Harold Minky's site has a diagram for cutting a 4x8 to fit into a corner and a layout plan to fit. Ends up around 9ft.plus in length if you remove part of the outer 'point'.
Eric UK
On open-grid benchwork:
About the most convenient configuration would be that based on a 2'X4' module. I make mine from 4" clear pine; although a lot of people use whitewood, or birch plywood. The inner framework is comprised of 22-1/2 inch long by 4 inch material. For this, use a solid type wood, rather than any plywood. Screw everything together, making sure that everything is absolutely square to the nines!! Now install any provisions for leg securements, such as pockets, braces, clamps, etc.
This having been done, two things become apparent: First, you will be compatible with other mediums like foam, etc that normally comes in two foot widths; and second, that you can work on this module anywhere-your shop, layout room, or the kitchen...
As you build that first frame, give some thought about any standardization you may want; such as pre-drilled wireways, turnout locations (if you are using a machine like a Tortoise@), you will NOT want your turnout on top of a crossmember), mortising out the hole for your DCC handheld, etc. connections, if you so choose; etc.
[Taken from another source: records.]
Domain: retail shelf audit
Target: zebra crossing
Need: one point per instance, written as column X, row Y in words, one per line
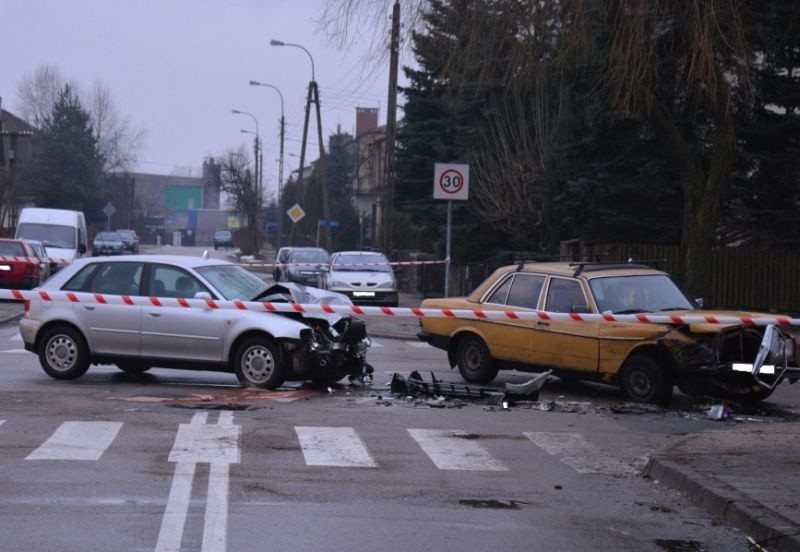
column 343, row 447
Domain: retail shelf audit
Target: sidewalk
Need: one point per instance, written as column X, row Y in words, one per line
column 748, row 475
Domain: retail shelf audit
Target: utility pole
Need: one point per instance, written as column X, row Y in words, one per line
column 391, row 129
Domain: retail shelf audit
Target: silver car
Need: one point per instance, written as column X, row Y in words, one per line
column 263, row 349
column 364, row 276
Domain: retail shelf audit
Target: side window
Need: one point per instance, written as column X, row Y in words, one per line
column 118, row 279
column 170, row 281
column 525, row 291
column 79, row 281
column 499, row 295
column 565, row 296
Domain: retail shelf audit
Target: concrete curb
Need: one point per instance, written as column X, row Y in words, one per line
column 768, row 528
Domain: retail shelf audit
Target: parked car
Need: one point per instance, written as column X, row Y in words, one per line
column 20, row 268
column 645, row 360
column 300, row 264
column 263, row 349
column 107, row 243
column 364, row 276
column 44, row 262
column 130, row 240
column 223, row 238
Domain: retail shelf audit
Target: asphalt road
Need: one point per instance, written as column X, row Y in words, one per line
column 178, row 460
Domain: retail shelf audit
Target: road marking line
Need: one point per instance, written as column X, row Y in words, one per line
column 77, row 441
column 199, row 442
column 333, row 446
column 417, row 344
column 574, row 451
column 449, row 450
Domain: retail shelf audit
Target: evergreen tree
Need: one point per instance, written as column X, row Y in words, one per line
column 67, row 169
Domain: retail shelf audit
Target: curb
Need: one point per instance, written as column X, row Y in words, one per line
column 756, row 520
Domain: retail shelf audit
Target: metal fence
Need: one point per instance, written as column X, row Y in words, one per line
column 742, row 278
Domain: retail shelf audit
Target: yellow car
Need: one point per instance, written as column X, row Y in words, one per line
column 645, row 360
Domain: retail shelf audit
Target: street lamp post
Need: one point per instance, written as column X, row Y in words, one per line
column 256, row 152
column 280, row 159
column 313, row 96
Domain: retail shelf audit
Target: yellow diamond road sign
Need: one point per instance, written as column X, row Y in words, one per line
column 296, row 213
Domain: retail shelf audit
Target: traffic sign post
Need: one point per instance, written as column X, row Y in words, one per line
column 450, row 182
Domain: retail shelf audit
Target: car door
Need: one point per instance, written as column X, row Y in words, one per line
column 112, row 329
column 568, row 344
column 176, row 332
column 513, row 339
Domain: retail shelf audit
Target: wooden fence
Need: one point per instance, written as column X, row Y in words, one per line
column 741, row 278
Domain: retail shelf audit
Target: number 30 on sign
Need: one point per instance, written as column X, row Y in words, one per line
column 450, row 181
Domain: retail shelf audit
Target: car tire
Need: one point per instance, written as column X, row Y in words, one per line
column 63, row 353
column 133, row 367
column 475, row 363
column 257, row 364
column 644, row 381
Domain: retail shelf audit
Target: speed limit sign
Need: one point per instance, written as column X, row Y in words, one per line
column 450, row 181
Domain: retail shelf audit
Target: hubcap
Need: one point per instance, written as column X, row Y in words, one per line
column 62, row 353
column 257, row 364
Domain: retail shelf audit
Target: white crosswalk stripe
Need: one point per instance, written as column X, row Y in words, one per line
column 574, row 451
column 77, row 441
column 334, row 446
column 453, row 450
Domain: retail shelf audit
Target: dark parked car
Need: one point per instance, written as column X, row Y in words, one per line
column 130, row 240
column 107, row 243
column 223, row 238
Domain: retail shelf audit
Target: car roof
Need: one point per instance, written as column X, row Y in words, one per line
column 582, row 270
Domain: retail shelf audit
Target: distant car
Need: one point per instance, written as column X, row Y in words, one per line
column 20, row 268
column 300, row 264
column 107, row 243
column 41, row 252
column 262, row 349
column 364, row 276
column 130, row 240
column 223, row 238
column 740, row 362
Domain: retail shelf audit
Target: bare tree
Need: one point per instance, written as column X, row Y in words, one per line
column 238, row 183
column 119, row 140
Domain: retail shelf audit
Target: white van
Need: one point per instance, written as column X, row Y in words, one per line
column 62, row 232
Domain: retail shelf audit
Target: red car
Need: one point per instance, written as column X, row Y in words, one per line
column 19, row 265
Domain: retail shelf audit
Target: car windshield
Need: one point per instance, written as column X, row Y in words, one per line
column 51, row 235
column 362, row 263
column 108, row 236
column 232, row 281
column 310, row 257
column 638, row 293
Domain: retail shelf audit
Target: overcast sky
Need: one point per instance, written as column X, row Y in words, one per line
column 178, row 67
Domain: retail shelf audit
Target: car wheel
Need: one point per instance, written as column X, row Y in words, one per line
column 133, row 367
column 257, row 364
column 474, row 360
column 642, row 380
column 63, row 353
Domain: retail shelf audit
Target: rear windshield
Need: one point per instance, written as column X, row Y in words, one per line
column 11, row 249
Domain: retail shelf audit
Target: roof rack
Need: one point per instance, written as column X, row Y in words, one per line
column 591, row 267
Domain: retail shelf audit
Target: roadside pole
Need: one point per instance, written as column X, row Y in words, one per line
column 450, row 182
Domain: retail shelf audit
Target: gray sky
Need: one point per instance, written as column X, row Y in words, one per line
column 178, row 67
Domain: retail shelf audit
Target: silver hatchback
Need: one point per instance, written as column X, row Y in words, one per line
column 136, row 333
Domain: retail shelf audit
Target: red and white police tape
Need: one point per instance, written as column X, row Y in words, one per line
column 414, row 312
column 393, row 263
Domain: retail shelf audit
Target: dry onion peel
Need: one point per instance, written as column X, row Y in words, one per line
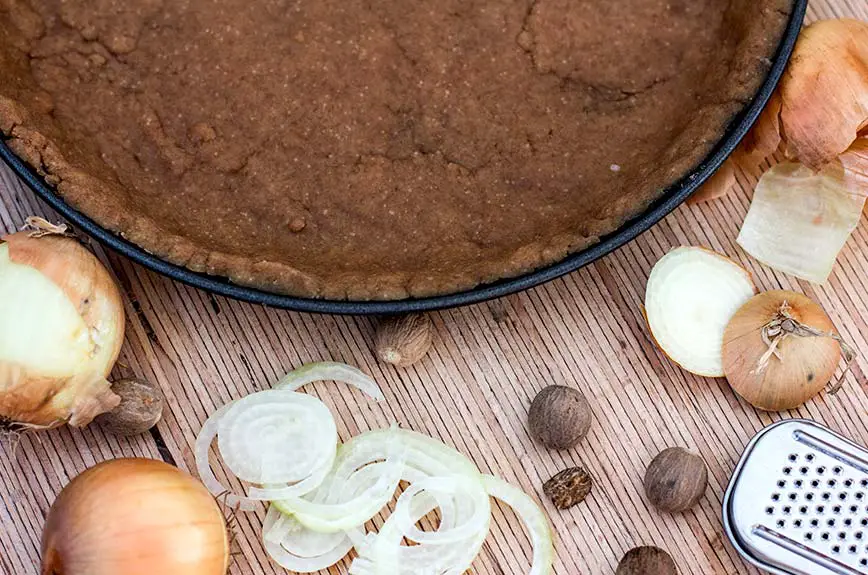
column 134, row 517
column 315, row 529
column 799, row 220
column 824, row 91
column 61, row 328
column 780, row 350
column 855, row 164
column 690, row 297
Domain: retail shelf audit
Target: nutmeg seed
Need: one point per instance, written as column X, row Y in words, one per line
column 646, row 560
column 569, row 487
column 403, row 340
column 140, row 409
column 675, row 480
column 559, row 417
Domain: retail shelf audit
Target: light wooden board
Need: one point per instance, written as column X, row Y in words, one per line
column 472, row 392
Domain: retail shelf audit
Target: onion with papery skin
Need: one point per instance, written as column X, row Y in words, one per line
column 690, row 296
column 135, row 517
column 824, row 91
column 780, row 349
column 61, row 328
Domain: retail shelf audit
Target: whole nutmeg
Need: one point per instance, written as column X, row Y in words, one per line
column 569, row 487
column 403, row 340
column 675, row 480
column 140, row 408
column 647, row 560
column 559, row 417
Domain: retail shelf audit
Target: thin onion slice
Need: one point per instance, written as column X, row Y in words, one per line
column 269, row 437
column 206, row 474
column 799, row 220
column 280, row 551
column 449, row 549
column 322, row 493
column 354, row 494
column 534, row 520
column 691, row 295
column 278, row 436
column 331, row 371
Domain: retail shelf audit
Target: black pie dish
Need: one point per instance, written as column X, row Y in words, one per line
column 671, row 198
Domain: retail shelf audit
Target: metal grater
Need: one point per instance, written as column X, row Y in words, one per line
column 797, row 503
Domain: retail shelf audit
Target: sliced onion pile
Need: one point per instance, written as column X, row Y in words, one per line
column 284, row 445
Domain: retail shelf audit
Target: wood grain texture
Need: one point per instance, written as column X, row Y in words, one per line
column 472, row 391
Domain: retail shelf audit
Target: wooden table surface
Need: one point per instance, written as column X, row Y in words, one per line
column 472, row 391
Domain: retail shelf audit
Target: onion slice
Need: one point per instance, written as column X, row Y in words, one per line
column 799, row 220
column 691, row 295
column 281, row 536
column 534, row 520
column 322, row 494
column 331, row 371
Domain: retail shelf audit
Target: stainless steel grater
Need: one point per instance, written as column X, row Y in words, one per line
column 797, row 503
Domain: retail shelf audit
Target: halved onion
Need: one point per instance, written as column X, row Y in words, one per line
column 691, row 295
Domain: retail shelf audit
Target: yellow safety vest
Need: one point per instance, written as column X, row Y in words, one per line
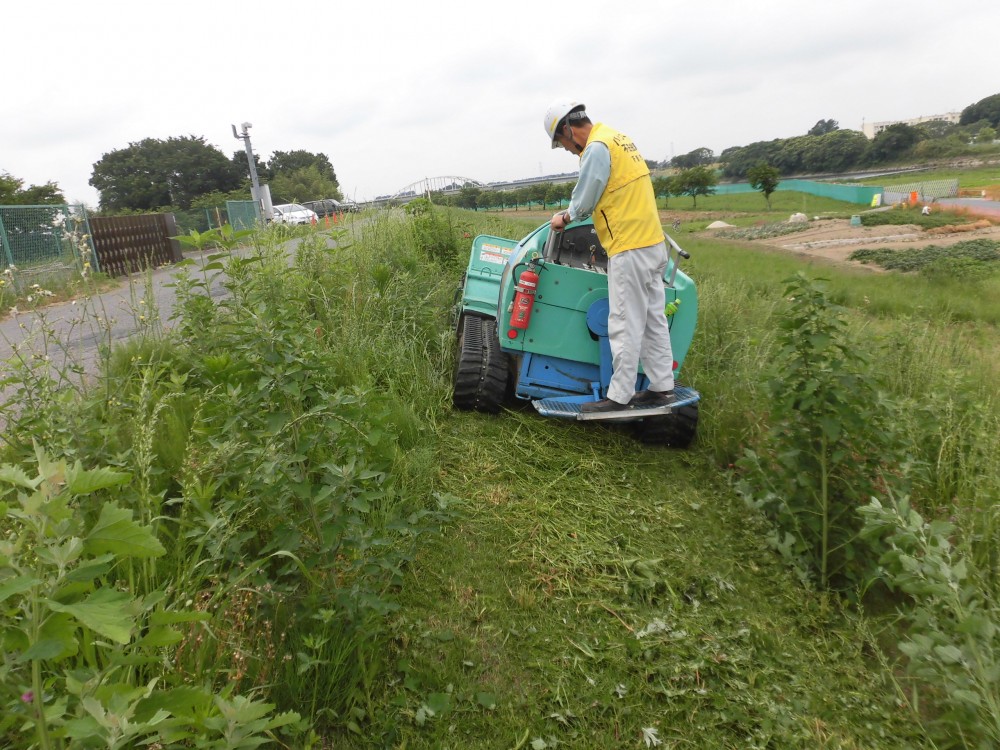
column 626, row 216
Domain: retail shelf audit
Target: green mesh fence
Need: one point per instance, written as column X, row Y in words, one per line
column 861, row 194
column 243, row 214
column 45, row 241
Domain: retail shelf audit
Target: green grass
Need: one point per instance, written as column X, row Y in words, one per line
column 585, row 588
column 520, row 626
column 783, row 202
column 595, row 588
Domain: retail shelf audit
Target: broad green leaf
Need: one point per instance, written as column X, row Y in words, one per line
column 83, row 482
column 106, row 611
column 116, row 532
column 948, row 654
column 16, row 475
column 160, row 636
column 172, row 617
column 46, row 648
column 17, row 586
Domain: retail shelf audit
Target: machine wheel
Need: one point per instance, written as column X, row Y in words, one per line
column 481, row 367
column 675, row 430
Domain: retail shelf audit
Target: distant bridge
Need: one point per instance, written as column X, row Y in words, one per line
column 446, row 184
column 452, row 184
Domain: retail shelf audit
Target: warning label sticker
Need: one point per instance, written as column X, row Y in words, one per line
column 494, row 254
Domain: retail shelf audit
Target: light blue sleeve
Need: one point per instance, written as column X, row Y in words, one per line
column 595, row 169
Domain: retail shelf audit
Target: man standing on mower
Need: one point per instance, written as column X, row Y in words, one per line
column 615, row 188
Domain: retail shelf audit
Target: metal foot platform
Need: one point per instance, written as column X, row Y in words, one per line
column 569, row 407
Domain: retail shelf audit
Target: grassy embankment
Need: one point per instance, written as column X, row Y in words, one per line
column 585, row 590
column 595, row 587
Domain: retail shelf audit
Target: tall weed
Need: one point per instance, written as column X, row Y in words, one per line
column 830, row 434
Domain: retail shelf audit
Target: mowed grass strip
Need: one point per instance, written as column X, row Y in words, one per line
column 594, row 588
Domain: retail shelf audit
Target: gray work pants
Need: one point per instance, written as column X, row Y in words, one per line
column 637, row 325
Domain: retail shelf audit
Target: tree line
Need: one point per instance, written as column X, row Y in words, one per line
column 186, row 172
column 693, row 182
column 183, row 172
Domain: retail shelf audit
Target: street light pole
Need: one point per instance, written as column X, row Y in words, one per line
column 244, row 136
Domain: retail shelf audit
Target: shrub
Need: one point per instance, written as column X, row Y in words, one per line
column 828, row 438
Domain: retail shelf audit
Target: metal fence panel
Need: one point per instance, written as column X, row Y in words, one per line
column 47, row 240
column 126, row 244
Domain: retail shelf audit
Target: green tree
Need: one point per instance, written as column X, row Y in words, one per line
column 662, row 189
column 937, row 128
column 835, row 151
column 764, row 178
column 554, row 193
column 154, row 173
column 700, row 157
column 822, row 127
column 13, row 192
column 694, row 182
column 984, row 109
column 303, row 184
column 284, row 162
column 893, row 142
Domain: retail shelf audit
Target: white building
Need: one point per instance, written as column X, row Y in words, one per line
column 872, row 129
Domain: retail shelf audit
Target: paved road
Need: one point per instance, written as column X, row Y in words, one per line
column 71, row 333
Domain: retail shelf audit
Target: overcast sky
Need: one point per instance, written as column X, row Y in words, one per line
column 395, row 91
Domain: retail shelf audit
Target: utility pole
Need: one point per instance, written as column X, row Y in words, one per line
column 255, row 191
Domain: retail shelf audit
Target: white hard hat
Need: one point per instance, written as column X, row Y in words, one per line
column 556, row 112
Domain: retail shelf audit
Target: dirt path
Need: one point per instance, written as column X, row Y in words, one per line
column 835, row 239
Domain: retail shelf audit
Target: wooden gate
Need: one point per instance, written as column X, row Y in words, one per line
column 126, row 244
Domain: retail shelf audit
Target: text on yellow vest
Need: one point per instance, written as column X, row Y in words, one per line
column 625, row 217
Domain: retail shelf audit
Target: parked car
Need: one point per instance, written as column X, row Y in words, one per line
column 325, row 207
column 293, row 213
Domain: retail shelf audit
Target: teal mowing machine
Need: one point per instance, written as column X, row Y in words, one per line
column 531, row 318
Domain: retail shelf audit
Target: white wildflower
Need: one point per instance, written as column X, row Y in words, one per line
column 656, row 626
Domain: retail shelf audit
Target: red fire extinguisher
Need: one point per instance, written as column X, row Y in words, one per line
column 524, row 300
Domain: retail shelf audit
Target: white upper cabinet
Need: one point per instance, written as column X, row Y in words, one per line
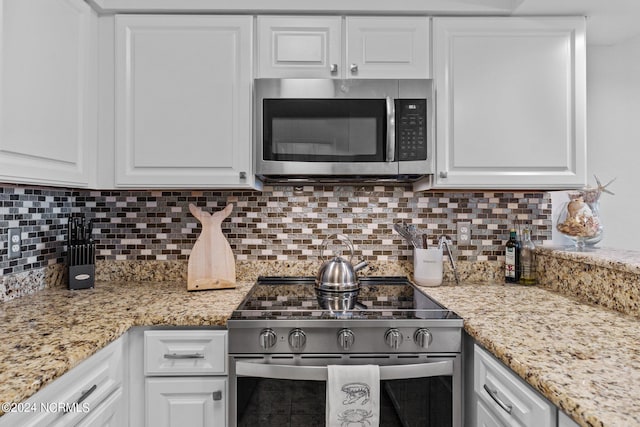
column 183, row 101
column 510, row 96
column 48, row 106
column 295, row 46
column 318, row 47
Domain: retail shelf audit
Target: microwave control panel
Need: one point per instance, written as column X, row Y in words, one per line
column 411, row 129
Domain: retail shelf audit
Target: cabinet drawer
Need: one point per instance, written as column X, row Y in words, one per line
column 508, row 397
column 201, row 352
column 109, row 414
column 81, row 391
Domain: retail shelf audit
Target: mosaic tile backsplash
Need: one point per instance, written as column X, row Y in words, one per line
column 279, row 223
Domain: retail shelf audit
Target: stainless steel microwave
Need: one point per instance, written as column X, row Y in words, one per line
column 334, row 130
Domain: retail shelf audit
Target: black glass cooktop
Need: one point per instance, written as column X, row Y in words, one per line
column 379, row 298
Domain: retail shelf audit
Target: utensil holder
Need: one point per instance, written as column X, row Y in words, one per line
column 427, row 266
column 82, row 266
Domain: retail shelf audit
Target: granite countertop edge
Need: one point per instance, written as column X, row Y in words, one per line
column 37, row 353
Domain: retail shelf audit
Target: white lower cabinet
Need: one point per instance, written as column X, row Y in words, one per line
column 511, row 102
column 486, row 418
column 565, row 421
column 503, row 399
column 193, row 401
column 183, row 101
column 92, row 394
column 178, row 377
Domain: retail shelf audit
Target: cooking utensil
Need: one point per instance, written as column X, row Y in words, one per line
column 338, row 274
column 211, row 263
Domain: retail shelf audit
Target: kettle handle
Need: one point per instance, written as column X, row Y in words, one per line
column 344, row 239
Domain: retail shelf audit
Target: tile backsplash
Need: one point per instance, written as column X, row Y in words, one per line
column 279, row 223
Now is also a good time to paint/finish the front, if you desire. There aren't too many more aggravating things than trying to paint into every corner, nook and cranny of a module that is on legs and part of the layout-and it is a good idea to at least seal the underside with shellac or some other sealer to prevent humidity from "working" the wood. Use a sprayer if you can.
If you are using the 1/2 inch ply and Homasote standard, do yourself a favour: use contact cement between the pieces. First, seal the plywood and the homasote, let dry. Next, use contact cement that is normally used on counter laminates, such as "Weldwood"@. Do yourself a favour if you go this route: Do it outside if at all possible, and don't smoke...
When you attach the top to the frame, use glue AND screws-do NOT use nails. While doing this part, do ensure that the frame does stay square-keep a framing square on hand.